Major Bachmann (above right) became the first “Leatherneck” pilot to fly the Lockheed Martin F-35 Lightning II (above left), logging the flight-test program’s 90th mission. According to a company news release, he is the fifth pilot to fly the stealthy, multi-role fighter.
Bachmann departed the runway at Lockheed Martin’s Fort Worth plant at 11:29 a.m. CDT and flew the aircraft to 15,000 feet, checking handling qualities and engine response before landing one hour and 15 minutes later.
“The plane performed wonderfully,” said Bachmann, a member of the F-35 Integrated Test Force and one of the team test pilots who will fly the F-35B Lightning II at the Naval Air Station Patuxent River, Md., test site, beginning this summer. “The U.S. Marine Corps will be getting an aircraft with extraordinary capabilities that is very easy to fly.
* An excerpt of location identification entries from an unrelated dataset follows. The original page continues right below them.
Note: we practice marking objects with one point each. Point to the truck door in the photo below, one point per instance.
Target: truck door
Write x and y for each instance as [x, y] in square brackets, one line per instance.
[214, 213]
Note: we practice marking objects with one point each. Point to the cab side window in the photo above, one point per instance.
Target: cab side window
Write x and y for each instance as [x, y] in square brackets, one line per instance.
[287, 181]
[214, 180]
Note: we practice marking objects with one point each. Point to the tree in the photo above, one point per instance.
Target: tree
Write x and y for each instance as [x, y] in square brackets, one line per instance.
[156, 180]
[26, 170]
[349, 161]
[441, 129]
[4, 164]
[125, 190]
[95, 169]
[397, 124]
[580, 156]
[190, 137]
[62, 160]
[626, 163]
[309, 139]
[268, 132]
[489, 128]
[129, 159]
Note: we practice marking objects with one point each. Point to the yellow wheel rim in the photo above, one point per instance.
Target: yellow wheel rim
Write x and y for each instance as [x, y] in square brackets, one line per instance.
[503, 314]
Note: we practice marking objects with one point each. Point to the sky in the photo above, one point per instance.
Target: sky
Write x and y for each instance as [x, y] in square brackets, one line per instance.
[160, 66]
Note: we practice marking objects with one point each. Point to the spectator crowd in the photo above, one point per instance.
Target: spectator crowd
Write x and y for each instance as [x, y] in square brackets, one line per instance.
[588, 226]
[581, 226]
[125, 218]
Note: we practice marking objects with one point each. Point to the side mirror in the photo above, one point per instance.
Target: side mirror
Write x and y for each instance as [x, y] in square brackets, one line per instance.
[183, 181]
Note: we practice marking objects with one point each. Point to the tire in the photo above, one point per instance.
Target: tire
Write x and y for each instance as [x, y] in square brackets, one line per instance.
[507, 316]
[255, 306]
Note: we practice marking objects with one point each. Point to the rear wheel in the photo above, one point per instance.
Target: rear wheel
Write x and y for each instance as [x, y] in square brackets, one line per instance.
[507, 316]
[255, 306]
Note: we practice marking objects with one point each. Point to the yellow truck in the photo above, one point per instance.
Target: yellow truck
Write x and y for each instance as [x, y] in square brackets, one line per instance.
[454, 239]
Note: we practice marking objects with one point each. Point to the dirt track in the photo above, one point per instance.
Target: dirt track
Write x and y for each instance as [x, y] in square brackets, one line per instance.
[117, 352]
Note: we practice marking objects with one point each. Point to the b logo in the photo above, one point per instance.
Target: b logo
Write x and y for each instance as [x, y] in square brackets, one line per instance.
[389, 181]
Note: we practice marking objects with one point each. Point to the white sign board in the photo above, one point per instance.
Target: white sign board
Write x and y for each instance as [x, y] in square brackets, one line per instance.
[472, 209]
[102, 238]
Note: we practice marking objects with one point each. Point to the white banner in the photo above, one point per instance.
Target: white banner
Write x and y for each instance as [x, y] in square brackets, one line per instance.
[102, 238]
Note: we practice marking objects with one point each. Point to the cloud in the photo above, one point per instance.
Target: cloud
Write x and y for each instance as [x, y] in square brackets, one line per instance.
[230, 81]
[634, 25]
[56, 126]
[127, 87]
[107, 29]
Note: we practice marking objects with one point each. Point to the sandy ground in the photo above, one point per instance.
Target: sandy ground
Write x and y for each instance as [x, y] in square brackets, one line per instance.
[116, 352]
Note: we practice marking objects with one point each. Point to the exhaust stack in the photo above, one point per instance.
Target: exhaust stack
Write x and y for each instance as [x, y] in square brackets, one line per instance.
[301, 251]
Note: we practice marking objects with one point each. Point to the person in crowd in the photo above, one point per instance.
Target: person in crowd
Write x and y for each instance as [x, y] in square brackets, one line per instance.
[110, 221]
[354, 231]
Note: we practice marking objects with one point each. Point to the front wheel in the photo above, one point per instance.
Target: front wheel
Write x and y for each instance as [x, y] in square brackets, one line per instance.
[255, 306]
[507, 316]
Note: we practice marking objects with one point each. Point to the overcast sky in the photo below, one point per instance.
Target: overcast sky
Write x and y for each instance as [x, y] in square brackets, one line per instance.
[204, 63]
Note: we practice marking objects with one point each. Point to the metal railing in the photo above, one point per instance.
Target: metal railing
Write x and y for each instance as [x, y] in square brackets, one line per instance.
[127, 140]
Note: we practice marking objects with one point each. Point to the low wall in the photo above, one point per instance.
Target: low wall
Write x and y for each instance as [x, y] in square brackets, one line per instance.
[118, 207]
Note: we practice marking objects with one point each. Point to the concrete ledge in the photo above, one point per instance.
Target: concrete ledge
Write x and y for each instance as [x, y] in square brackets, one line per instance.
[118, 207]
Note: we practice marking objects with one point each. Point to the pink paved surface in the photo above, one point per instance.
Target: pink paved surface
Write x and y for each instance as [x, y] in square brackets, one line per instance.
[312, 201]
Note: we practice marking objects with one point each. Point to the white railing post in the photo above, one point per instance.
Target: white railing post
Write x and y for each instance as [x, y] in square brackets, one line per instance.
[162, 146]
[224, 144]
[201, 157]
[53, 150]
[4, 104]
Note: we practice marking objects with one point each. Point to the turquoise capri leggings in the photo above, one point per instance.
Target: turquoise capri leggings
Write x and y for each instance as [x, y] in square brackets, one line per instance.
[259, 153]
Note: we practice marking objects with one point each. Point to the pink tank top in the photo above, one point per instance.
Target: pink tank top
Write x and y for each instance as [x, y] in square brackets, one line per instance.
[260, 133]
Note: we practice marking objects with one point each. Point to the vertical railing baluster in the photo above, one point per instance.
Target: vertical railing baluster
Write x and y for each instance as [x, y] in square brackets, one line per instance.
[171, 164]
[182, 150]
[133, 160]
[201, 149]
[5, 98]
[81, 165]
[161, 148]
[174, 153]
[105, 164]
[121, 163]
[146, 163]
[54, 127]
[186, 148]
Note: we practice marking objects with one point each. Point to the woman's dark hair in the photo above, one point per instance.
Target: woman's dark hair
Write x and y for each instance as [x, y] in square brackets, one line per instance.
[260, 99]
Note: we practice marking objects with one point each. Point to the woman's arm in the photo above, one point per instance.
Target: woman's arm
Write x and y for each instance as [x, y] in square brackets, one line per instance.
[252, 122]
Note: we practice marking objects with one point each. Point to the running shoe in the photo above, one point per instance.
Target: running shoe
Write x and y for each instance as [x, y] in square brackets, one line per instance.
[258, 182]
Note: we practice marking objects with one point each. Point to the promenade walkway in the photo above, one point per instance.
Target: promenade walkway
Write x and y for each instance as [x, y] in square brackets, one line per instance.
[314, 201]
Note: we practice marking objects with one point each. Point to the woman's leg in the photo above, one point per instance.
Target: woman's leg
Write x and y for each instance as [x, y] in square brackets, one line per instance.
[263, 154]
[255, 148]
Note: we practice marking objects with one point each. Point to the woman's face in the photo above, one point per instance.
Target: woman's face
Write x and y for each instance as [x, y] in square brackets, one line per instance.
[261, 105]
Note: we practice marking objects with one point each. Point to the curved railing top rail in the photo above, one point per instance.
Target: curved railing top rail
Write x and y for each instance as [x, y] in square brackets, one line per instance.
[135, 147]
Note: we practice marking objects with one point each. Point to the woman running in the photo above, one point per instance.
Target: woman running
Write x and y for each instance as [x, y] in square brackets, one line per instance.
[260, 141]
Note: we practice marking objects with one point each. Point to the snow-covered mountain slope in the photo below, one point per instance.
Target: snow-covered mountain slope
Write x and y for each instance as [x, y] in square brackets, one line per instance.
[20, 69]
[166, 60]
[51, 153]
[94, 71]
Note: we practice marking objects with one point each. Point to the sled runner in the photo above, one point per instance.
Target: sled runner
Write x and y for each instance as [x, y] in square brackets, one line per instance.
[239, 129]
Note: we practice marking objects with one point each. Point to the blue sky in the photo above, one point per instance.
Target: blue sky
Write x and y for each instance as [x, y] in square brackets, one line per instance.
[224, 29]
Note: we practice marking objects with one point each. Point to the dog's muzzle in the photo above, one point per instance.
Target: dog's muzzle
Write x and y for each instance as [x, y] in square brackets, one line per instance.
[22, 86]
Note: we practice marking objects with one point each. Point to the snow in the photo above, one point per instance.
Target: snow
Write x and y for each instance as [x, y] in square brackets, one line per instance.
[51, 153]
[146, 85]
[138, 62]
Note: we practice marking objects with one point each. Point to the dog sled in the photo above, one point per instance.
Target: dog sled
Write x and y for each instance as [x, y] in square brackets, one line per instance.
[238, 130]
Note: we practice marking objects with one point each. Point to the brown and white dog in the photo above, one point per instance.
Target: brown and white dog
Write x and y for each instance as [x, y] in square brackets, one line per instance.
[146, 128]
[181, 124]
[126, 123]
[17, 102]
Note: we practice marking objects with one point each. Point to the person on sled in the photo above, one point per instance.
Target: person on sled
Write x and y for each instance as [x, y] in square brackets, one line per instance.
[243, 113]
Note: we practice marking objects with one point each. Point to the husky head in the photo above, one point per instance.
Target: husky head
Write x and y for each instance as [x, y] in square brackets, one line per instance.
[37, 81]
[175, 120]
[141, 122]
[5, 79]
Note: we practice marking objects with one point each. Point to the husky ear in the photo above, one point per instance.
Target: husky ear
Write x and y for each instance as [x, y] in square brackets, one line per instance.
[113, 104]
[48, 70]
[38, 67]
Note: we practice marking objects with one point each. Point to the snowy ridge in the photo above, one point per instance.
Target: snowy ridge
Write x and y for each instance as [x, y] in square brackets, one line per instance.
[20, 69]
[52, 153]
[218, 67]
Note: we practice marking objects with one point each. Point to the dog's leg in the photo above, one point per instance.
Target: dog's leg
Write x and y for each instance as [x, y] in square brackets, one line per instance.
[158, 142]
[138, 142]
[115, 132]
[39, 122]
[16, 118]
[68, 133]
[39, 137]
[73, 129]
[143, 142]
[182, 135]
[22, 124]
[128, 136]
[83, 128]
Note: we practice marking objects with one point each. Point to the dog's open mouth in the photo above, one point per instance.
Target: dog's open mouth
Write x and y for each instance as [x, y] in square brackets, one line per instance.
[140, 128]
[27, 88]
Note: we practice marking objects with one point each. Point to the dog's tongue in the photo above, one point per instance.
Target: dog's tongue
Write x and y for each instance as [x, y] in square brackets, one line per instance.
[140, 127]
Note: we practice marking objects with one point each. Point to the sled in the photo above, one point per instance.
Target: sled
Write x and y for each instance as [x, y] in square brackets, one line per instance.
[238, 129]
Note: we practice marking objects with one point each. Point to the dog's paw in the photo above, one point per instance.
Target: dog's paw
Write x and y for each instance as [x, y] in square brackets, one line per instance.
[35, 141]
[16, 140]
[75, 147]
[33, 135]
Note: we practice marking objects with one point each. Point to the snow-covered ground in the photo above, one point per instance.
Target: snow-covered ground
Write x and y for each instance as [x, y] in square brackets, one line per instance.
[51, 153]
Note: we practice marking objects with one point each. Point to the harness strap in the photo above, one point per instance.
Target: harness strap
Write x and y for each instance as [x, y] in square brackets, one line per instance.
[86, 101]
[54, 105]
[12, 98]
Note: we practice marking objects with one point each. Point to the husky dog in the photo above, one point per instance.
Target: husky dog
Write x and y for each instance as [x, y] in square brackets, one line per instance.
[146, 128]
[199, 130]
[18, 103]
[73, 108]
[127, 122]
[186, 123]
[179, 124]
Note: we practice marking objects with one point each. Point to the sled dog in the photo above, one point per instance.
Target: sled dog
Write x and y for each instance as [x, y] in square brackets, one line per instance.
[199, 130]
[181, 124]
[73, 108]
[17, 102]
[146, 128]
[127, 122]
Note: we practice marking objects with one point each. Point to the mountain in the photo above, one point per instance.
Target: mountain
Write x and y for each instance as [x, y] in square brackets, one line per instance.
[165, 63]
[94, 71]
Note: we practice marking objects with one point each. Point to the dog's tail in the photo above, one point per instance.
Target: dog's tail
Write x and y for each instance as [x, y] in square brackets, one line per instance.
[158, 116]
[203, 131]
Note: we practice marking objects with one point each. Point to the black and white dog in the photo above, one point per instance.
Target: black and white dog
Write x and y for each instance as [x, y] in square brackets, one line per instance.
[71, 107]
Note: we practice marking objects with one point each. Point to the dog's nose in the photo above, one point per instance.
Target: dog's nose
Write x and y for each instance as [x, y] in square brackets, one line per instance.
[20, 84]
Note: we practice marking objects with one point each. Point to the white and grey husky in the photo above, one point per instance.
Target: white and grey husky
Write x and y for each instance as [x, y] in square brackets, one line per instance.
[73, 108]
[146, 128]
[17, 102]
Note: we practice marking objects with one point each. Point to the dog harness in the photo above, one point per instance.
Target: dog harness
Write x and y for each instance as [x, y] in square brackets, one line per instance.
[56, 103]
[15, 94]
Today is another step toward delivery of the first jets to Marines on the front line.”
The F-35 is a supersonic, multi-role, fifth-generation stealth fighter. Three F-35 variants derived from a common design, developed together and using the same sustainment infrastructure worldwide will replace at least 13 types of aircraft for 11 nations initially, making the Lightning II the most cost-effective fighter program in history.